A respiração em suspenso, à espera do acorde seguinte, a alma em êxtase, um sorriso indelével nos lábios, a música a ocupar o seu lugar. Lá em cima, no palco.

Sou de um país que tem um sentimento de ligação inexorável com a música.

Esta é a espinha dorsal da nossa cultura. A forma de arte que melhor entendemos e melhor nos entende. Música é suor e é gente, é arte e nunca mente.

O som começa cedo. Talvez não termine nunca.
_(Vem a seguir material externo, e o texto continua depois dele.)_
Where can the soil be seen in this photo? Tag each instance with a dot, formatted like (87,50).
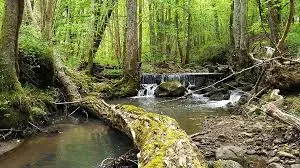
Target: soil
(9,146)
(263,139)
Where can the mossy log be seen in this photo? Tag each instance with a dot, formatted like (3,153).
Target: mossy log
(159,138)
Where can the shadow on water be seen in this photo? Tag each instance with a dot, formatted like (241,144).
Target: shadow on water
(84,145)
(189,113)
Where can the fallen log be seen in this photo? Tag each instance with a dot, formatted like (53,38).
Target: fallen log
(273,111)
(160,140)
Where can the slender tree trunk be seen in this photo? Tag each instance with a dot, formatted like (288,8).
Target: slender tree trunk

O quotidiano tem banda sonora, que percorre as veias da cidade e se entranha no grito das vendedoras de peixe, logo pela manhã, no arrastar de chinelos de quem acorda cedo, soando a dikanza [1], no primeiro balde de água atirado para o quintal, no chamamento insistente dos candongueiros, nas crianças que correm para a escola, nas buzinas dos carros, nas gruas dos estaleiros de obras, nas rádios que tocam as músicas de hoje e as de sempre, nas gargalhadas em uníssono em dias de sempre — verão, nas ondas do mar, nas noites em que não mexe uma folha e os corpos, transpirados, se envolvem num longo abraço dançado, e o ritmo marca o compasso dos corações.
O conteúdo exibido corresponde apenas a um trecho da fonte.